What Lies Under "Lake" Powell Reservoir?
 |
Cathedral in the Desert |
Glen Canyon-the name alone evokes a beauty and tranquility for which
the canyon has become famous. Covering a distance of 180 river miles,
and intersected by dozens of side canyons, Glen Canyon delighted
its visitors with the sheer diversity of its wonders, including
Music Temple, Hidden Passage, Cathedral in the Desert, and Tapestry
Wall-- to name but a few.
John Wesley Powell, the first Anglo to record his
journey through the Glen, found in the canyon a sense of respite
after his journey through the tumultuous rapids of Cataract Canyon.
"We have [here] a curious ensemble of wonderful features,"
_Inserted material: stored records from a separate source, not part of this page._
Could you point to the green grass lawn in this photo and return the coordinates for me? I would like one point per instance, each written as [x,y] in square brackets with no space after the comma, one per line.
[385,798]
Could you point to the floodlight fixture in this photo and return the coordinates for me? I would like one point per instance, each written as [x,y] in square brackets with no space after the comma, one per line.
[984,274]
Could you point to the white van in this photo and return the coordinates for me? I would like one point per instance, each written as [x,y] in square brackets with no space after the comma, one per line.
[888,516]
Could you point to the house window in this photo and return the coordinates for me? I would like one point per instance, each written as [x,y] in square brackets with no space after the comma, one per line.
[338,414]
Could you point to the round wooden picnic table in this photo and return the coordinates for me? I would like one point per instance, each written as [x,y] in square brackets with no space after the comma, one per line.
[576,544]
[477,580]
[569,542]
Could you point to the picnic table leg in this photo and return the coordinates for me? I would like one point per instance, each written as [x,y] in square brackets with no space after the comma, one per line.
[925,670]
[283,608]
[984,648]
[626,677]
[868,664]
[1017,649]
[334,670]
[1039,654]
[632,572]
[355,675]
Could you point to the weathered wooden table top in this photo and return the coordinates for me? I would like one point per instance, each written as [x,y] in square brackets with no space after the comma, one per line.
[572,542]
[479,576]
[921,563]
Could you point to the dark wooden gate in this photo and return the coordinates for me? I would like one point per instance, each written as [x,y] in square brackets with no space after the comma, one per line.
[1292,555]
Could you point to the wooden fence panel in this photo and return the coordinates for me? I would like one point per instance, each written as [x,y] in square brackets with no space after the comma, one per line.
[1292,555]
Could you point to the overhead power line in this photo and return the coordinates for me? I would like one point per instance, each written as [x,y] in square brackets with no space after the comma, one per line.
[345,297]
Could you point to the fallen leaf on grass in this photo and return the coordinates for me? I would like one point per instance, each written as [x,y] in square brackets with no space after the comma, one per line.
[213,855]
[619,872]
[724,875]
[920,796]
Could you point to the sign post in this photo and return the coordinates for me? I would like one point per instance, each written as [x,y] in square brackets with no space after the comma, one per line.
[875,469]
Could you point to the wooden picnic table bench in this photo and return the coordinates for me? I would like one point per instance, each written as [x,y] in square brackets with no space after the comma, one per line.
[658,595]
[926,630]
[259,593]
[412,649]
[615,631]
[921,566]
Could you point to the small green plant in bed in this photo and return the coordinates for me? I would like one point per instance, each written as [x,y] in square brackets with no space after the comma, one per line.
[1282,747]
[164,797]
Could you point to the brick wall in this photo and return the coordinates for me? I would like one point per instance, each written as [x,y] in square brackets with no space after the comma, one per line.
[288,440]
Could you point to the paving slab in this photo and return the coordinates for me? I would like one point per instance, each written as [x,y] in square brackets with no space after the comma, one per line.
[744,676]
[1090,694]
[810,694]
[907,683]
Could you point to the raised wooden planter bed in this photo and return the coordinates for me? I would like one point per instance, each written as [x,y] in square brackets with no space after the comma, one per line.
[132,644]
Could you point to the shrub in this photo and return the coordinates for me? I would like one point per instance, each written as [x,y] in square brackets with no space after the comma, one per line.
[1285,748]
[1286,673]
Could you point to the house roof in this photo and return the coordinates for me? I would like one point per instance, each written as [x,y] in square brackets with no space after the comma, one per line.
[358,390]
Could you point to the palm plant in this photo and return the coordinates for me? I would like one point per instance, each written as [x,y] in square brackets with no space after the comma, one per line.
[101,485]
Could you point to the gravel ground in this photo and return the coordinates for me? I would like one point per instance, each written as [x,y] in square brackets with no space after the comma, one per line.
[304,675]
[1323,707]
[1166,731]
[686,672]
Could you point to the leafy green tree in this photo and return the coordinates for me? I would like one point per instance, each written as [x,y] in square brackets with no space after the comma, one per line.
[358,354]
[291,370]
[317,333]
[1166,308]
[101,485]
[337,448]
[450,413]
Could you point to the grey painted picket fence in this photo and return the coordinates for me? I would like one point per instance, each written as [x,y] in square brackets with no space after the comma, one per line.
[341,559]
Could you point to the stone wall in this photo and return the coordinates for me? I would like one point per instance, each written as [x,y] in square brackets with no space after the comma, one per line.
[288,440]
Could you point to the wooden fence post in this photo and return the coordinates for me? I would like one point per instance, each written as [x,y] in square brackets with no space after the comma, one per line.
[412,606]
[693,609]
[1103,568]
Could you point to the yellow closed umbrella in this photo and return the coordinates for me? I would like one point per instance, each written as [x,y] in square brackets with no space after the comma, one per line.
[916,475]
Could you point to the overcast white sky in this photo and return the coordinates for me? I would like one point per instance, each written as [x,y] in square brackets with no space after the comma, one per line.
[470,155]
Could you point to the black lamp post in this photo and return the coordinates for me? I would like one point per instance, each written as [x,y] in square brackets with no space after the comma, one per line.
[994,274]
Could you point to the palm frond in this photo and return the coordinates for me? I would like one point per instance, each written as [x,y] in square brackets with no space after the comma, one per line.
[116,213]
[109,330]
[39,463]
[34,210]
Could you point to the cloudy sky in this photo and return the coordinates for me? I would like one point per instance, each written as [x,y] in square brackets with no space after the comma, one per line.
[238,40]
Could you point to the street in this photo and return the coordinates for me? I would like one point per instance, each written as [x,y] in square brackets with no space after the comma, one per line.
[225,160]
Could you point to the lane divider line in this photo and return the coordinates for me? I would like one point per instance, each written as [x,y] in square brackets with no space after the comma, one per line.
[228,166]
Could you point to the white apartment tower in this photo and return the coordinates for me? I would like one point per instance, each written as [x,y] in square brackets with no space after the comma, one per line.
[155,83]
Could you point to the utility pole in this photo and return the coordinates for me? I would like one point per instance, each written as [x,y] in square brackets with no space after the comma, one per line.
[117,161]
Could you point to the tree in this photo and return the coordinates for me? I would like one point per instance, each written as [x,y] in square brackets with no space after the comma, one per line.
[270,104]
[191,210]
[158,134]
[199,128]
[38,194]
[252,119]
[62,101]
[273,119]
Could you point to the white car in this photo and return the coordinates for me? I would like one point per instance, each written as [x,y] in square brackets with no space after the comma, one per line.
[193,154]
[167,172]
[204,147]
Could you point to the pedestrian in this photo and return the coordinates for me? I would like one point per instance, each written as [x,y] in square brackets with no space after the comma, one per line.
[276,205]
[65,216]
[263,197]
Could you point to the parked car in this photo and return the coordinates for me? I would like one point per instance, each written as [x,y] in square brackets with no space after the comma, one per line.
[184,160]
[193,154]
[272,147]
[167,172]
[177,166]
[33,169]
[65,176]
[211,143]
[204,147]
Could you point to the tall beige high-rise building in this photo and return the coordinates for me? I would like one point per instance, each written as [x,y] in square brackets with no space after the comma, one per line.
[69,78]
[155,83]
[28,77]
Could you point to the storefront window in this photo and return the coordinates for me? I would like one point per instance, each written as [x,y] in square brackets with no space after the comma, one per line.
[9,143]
he wrote, "Carved walls, royal arches, glens, alcoves, gulches,
mounds, and monuments. From which of these features shall we select
a name?" He named it, of course, Glen Canyon, to honor the
cool groves of gamble oak in which he and his men found shade.
Other writers found in Glen Canyon a beauty that rivaled,
or at least complemented, that of the Grand Canyon. Wallace Stegner,
winner of both the Pulitzer Prize and the National Book Award, found
a sense of comfort in the Glen. "Awe was never Glen Canyon's
province," he wrote. "That is for the Grand Canyon. Glen
Canyon was for delight."
What did it mean to have such a place drowned? For
Edward Abbey, drowning the Glen threatened to extinguish the very
spirit of the Colorado Plateau. "The Canyonlands did have a
heart, a living heart," he wrote, "And that heart was
Glen Canyon and the golden, flowing Colorado River."
But
Glen Canyon is still there, and it can still be restored. We know
from studies of side canyons that were flooded during the big water
years of 1983/84 that the canyons are capable of flushing themselves
out in a relatively short amount of time. We know that, with proper
management, the riparian ecosystems--the willow, the cottonwoods,
and the glens of gamble oak-- can return. The "bathtub ring"
will disappear, and the canyon will recover, just as surely as the
Grand Canyon has recovered from the volcanic dams that have twice
blocked the river's flow there during the past 5 million years.
To say that the Glen is gone is to lack imagination. Will it be
different? Of course it will be different. But it can be back.